Don’t be a Victim

The Media in Dallas has all been abuzz over remarks made by Police Chief David Brown to City Council  members.  Those comments were made during a  Public Safety Committee meeting while speaking about a reported 25 percent spike in sexual assaults so far this year compared to the same period last year. He pointed out that a lot of those assaults are connected to alcohol use and date rape.

In putting forth the department’s plan to address this increase he said they are considering a public-education campaign urging women to exercise extra caution when going out with someone new, to be careful about drinking too much in those situations or to always have a trusted, sober friend present.

During the meeting a reporter from the Dallas Observer   was doing a live feed to his blog and  reported that the Chief was blaming women for sexual attacks. Later in the week, Dallas Morning News columnist Steve Blow, came to the Chief’s defense saying this idea was no different than public safety campaigns to encourage people to lock their homes and cars and don’t leave valuables in cars.

Blow was taken to task by letter writers who said that he was supporting the idea that women are to blame for sexual assaults and rape. Beth Newman, dirctor of Women’s and Gender Studies at SMU, wrote, “A public education campaign emphasizing the responsibility of women to protect themselves merely reinforces the idea that a man’s taking advantage of an “opportunity” to rape is to be expected.”

In response to that letter, another  woman wrote, “No woman drunk or sober ever deserves to be raped, even if she is dancing naked on a tabletop in a room full of convicted serial rapists. However, I would never advise my daughter to allow herself to get drunk while on a date with a man she barely knows.”

This controversy has really resonated with me because I was assaulted once. And I was not the least bit offended by Chief Brown’s comments. To me, what he was saying was, be careful that you don’t make yourself prey. Rapists are looking for every opportunity to take advantage of a vulnerable person. Do what you can to make sure you are not that person. 

That isn’t blaming the victim. 

7 thoughts on “Don’t be a Victim”

  1. I agree with you, Maryann. It sounds like he was just giving some advice on how to avoid situations where a person could put herself in harm’s way.

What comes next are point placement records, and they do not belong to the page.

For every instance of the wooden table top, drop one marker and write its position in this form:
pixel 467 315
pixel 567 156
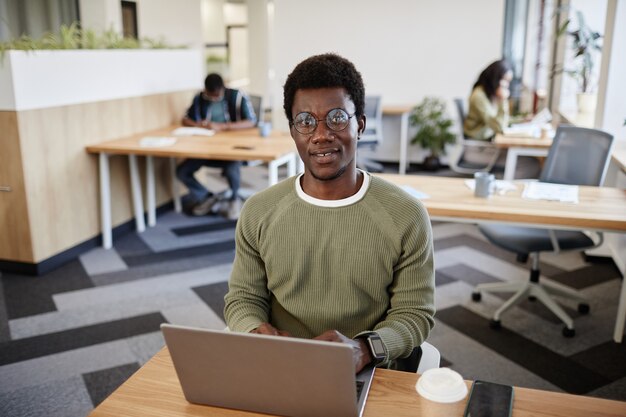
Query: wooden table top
pixel 154 391
pixel 506 141
pixel 234 145
pixel 599 208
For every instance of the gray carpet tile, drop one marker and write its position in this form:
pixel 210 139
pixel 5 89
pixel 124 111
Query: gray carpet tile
pixel 5 333
pixel 28 295
pixel 170 266
pixel 61 398
pixel 37 346
pixel 86 315
pixel 176 273
pixel 100 261
pixel 159 285
pixel 561 371
pixel 100 384
pixel 486 364
pixel 213 296
pixel 64 365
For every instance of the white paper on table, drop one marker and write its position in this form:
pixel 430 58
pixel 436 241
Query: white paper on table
pixel 156 141
pixel 501 186
pixel 192 131
pixel 414 193
pixel 552 192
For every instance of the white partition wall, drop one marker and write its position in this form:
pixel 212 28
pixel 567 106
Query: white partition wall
pixel 405 49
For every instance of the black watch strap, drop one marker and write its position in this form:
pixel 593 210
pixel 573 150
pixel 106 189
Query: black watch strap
pixel 376 347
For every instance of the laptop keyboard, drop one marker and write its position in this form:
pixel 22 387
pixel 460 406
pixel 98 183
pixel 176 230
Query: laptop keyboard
pixel 359 389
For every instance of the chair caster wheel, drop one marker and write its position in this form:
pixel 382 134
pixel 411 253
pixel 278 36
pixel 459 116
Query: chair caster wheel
pixel 567 332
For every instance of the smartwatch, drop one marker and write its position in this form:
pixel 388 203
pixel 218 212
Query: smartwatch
pixel 376 347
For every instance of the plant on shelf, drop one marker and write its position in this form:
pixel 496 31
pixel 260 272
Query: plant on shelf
pixel 74 37
pixel 586 47
pixel 433 129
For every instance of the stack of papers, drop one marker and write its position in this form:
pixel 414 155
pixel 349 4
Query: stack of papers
pixel 552 192
pixel 192 131
pixel 156 142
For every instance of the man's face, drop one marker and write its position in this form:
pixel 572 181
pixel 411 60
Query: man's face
pixel 214 96
pixel 326 153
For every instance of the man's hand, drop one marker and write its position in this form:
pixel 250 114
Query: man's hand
pixel 266 328
pixel 360 353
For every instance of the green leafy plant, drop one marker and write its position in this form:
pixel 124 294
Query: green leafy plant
pixel 433 126
pixel 585 44
pixel 74 37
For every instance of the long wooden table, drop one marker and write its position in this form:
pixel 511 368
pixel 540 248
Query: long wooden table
pixel 239 145
pixel 599 209
pixel 154 391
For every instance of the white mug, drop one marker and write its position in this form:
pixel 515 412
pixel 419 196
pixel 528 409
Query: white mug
pixel 484 183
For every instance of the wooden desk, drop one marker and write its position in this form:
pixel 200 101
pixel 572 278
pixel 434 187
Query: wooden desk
pixel 520 146
pixel 599 208
pixel 238 145
pixel 404 112
pixel 154 391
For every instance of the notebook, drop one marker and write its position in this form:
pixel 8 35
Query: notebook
pixel 268 374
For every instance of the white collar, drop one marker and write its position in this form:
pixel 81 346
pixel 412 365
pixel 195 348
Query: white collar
pixel 334 203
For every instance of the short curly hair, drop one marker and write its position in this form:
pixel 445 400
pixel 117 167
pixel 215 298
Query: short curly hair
pixel 324 71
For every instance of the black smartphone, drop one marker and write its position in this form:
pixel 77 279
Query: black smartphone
pixel 488 399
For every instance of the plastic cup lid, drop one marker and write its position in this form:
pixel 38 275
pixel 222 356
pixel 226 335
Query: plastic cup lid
pixel 442 385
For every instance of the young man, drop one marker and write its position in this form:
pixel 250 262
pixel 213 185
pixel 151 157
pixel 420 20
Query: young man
pixel 333 254
pixel 218 108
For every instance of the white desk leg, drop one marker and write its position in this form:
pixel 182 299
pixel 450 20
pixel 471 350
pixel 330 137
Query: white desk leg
pixel 105 201
pixel 136 191
pixel 510 164
pixel 150 191
pixel 618 334
pixel 273 171
pixel 175 187
pixel 404 142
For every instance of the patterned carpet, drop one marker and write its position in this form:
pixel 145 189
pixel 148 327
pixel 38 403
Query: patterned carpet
pixel 69 338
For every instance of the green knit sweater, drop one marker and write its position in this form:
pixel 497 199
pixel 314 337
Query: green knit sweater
pixel 365 264
pixel 484 118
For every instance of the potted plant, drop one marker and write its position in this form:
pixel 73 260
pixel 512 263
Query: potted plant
pixel 585 44
pixel 433 129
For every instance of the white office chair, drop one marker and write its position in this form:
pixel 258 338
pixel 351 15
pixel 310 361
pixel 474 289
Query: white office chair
pixel 578 156
pixel 431 358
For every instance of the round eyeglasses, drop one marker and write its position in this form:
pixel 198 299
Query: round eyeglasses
pixel 336 120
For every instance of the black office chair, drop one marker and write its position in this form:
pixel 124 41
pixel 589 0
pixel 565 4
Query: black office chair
pixel 578 156
pixel 469 155
pixel 373 133
pixel 256 102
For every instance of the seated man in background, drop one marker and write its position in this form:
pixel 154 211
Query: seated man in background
pixel 217 108
pixel 334 253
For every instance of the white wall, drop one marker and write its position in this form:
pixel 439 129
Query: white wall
pixel 405 49
pixel 101 15
pixel 177 22
pixel 614 106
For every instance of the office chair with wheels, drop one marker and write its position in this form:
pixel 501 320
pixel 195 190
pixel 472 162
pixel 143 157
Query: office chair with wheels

  2. Women shouldn’t be raped. Period. Regardless of what they’re doing and how. (Same goes for men and children.)

    As the mother of a rape victim, I understand the outrage of those who haven’t found justice and those who will not find it when the guilty either aren’t punished or aren’t punished to the extent they deserve.

    On the other hand, many [young] women are naive and inexperienced and do not realize that certain behavior makes them vulnerable. If the chief’s warning make just one woman realize she could help herself become less vulnerable, I say his comments were well worth it.

  3. It’s odd that the mother who wrote that she would advise her daughter to be careful was giving the same advice as the police officer. Yet she seemed to imply that his advice was putting blame on the woman. No woman should ever be raped. Period. The police can’t be everywhere and we have to look out for ourselves. That’s true whether we’re talking rape, burglary, any crime.

  4. I don’t think he was laying responsibility on women. He was saying be careful, be smart. What help would he have been to come out and say the obvious, that the perpetrator is the one responsible? Well, duh…but they aren’t listening to him.

  5. In terms of understanding the Chief’s remarks it is important to know that he was not making a formal presentation of the Departments plan to address the issue. He was responding extemporaneously to a question. So I don’t think he was intentionally ignoring the fact that the full burden of guilt for rape rests with the perpetrator, not the victim. He was just running an idea by them.